The following 8 BioBrick Placeholders have been submitted to the Registry. These parts include compatible restriction sites as listed in "Engineering BioBrick Vectors from BioBrick parts."

  1. EX - ApoI (NotI) AvrII - SP
  2. EX - ApoI (NotI) NheI - SP
  3. EX - ApoI (NotI) NsiI - SP
  4. EX - ApoI (NotI) SbfI - SP
  5. EX - MfeI (NotI) AvrII - SP
  6. EX - MfeI (NotI) NheI - SP
  7. EX - MfeI (NotI) Nsil - SP
  8. EX - MfeI (NotI) SbfI - SP
 

BioPlastic

Making plastic a renewable resource.

Rastonia eutropha naturally produces PHB for long-term carbon storage. Taking advantage of this microbes metabolic abilities, we've codon-optimized the 3 essential genes that code for the PHB biosynthesis pathway for expression in E. coli. The enzymes that are produced are PhaA, PhaB1 and PhaC1, which take acetyl-CoA to acetoacetyl-CoA, acetoacetyl-CoA to 3-hydroxybutyryl-CoA, and 3-hydroxybutyryl-CoA to poly-3-hydroxybutyrate (PHB), respectively.

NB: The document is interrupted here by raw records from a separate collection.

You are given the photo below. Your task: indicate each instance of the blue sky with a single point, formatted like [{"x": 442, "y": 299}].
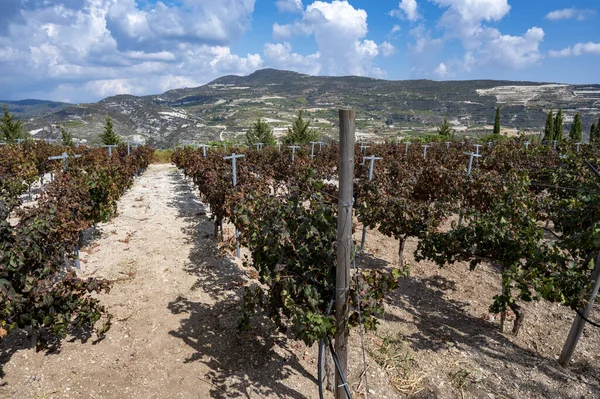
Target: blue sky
[{"x": 85, "y": 50}]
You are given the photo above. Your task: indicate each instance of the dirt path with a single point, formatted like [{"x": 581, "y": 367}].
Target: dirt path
[
  {"x": 176, "y": 305},
  {"x": 175, "y": 314}
]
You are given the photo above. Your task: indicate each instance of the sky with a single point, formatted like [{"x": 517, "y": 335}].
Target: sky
[{"x": 85, "y": 50}]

Why bother synthesizing PHB? It has the potential to replace polypropylene, a petroleum derivative, as main component of plastic materials.

 

Adding to the Registry

More tools in the toolbox.

Over the course of our research we identified a few key areas in the registry where we felt it was lacking. Namely we saw a dearth of reporters as well as a limited number of anti-biotic resistances to work with. Expanding the scope of the registry is a key aspect of iGEM and we feel glad to contribute.

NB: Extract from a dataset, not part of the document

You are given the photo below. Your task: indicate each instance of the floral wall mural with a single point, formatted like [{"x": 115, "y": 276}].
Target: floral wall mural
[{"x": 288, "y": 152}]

Reporters are a stable of modern biology. This year's Nobel Prize in Chemistry was awarded for the discovery of GFP. Often in biology it is hard to deduce much about the systems one is working with because proxy measurements are the only data available. Reporters take us a step closer to the action by often being able to show the exact target of interest. Diversity in reporters allowed projects such as Brainbow to be created. We have thus added two new reporters to the registry. Strongly Enhanced Blue Fluorescent Protein (SBFP2) and Orange Fluorescent Protein (OFP).

OFP in action


Anti-biotic resistance is probably the most prevalent screen in biology. Thus we have added an additional type of anti-biotic resistance to the registry, namely streptomycin resistance (aadA).